Having a big horse-like head, long inquisitive tongue and mascara-like eyelashes up close and personal is utterly amazing. I was smitten! We learnt later that many famous guests – including Mick Jagger, Brooke Shields and Richard Branson – had been similarly entranced by the experience.
Part of the estate is given over to the Giraffe Centre, run by the African Fund for Endangered Wildlife (AFEW), a charitable organisation set up by Jock Leslie-Melville. We visited there one afternoon to find out more.
The centre was established as a core breeding site for Rothschild’s giraffe, which are then reintroduced into parks and conservancies around Kenya. The giraffe are named after individuals who’ve contributed significantly (whether financially or otherwise) to the work of AFEW, such as Lynn, named after author and journalist Lynn Sherr, who wrote a book about giraffe.
The Giraffe Centre is a non-profit organisation whose main objective is to provide conservation education for school children and the youth of Kenya.
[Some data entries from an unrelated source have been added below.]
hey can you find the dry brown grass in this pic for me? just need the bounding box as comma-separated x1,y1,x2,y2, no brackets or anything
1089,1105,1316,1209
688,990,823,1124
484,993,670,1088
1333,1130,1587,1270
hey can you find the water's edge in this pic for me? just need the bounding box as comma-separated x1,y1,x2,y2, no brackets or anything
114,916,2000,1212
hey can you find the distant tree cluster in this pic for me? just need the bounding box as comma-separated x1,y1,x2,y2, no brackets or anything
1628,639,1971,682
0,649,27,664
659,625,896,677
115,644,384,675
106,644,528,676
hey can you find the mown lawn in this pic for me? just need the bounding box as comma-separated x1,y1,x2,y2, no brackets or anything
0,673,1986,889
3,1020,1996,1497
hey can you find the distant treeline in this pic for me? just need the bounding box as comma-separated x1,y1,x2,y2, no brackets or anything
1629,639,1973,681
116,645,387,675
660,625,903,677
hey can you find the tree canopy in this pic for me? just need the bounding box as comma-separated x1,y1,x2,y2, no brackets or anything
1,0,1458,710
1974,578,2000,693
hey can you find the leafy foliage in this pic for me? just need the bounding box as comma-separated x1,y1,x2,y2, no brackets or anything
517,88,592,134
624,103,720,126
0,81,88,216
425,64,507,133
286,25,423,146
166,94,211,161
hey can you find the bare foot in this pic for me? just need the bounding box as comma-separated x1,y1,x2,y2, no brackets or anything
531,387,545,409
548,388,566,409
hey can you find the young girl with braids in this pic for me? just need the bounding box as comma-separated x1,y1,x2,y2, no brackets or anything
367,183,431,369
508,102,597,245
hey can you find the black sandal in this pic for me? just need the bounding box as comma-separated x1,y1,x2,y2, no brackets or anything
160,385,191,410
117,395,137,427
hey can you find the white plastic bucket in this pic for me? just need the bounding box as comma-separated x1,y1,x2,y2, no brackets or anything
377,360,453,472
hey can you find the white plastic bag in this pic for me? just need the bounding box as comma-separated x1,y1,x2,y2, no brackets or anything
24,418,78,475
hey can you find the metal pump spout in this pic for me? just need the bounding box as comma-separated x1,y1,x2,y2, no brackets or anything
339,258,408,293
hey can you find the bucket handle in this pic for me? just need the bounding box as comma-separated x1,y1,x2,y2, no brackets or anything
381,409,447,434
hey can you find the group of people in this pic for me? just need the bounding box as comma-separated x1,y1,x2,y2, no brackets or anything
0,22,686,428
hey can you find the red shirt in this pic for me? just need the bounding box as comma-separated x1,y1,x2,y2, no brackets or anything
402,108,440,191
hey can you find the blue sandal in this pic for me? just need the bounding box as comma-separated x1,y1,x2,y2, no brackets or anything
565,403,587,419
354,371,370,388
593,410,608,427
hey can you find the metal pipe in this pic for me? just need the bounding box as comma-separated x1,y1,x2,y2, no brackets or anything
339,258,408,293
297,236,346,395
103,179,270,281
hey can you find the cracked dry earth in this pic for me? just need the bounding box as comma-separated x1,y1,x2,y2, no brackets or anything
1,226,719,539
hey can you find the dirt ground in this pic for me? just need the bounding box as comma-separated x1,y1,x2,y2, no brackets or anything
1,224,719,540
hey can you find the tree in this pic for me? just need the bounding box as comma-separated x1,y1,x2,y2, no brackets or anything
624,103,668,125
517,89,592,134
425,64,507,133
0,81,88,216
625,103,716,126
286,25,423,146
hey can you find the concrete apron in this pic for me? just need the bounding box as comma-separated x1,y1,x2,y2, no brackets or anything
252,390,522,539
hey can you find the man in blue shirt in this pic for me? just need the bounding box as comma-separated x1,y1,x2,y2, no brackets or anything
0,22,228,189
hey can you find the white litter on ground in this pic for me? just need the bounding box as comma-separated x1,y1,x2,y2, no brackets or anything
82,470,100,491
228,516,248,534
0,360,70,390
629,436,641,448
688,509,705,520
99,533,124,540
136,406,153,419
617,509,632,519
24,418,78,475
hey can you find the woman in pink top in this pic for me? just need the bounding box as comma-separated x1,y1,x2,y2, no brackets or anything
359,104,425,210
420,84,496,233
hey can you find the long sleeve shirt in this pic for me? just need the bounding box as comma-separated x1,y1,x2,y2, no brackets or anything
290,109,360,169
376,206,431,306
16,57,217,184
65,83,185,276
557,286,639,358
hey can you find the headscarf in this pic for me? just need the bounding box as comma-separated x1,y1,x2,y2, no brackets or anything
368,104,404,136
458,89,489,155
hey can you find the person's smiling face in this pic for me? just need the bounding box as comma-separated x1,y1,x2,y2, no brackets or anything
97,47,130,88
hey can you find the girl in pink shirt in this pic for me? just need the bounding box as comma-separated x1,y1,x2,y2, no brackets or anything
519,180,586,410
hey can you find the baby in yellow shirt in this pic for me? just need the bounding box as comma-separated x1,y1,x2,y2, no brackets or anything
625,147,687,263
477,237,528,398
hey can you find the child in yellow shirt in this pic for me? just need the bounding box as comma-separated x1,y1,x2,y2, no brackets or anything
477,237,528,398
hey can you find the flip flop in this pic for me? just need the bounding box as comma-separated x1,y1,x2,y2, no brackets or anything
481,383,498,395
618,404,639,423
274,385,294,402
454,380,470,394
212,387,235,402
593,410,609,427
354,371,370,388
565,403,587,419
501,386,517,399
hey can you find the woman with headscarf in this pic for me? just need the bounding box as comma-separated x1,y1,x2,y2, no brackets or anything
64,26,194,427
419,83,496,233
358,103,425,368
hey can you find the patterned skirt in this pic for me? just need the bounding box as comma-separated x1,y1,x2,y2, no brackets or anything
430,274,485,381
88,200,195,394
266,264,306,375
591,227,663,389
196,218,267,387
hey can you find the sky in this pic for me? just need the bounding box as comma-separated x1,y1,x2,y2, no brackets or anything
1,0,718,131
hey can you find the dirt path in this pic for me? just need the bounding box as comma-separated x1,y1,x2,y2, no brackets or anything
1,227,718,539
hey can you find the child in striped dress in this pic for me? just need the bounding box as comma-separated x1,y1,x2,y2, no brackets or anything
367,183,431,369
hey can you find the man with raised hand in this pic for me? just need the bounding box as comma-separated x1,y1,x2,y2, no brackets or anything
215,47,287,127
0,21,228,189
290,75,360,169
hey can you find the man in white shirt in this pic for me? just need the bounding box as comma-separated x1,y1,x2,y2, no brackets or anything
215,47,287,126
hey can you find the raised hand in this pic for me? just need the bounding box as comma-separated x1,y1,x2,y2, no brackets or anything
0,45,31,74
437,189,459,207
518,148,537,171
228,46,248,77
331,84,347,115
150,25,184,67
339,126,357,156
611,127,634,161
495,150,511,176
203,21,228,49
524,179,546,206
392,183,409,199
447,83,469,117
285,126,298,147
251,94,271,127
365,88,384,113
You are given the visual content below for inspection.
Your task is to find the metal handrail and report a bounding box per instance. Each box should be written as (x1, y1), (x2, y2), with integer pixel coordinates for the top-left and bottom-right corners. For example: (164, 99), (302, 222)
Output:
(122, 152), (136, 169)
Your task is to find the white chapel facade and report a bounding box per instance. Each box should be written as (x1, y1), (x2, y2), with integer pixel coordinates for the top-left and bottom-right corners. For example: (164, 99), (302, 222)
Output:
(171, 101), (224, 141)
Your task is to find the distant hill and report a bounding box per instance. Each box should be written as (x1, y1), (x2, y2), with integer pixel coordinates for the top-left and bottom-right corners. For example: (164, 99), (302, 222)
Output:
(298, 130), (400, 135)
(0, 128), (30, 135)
All education programmes are offered free of charge. The Giraffe Centre derives 90% of its funds from entrance fees and sales in the gift shop and teahouse.
‘Apart from breeding, we also offer ecology trips, trainers’ workshops, and national environmental competitions, and we produce resource materials,’ said our guide as he showed us around the centre.
Back at the manor, we were just in time to catch the leggy beauties arriving for a spot of afternoon tea with the guests. I was first in line to give them a few nibbles, my smile as broad as their tongues were long!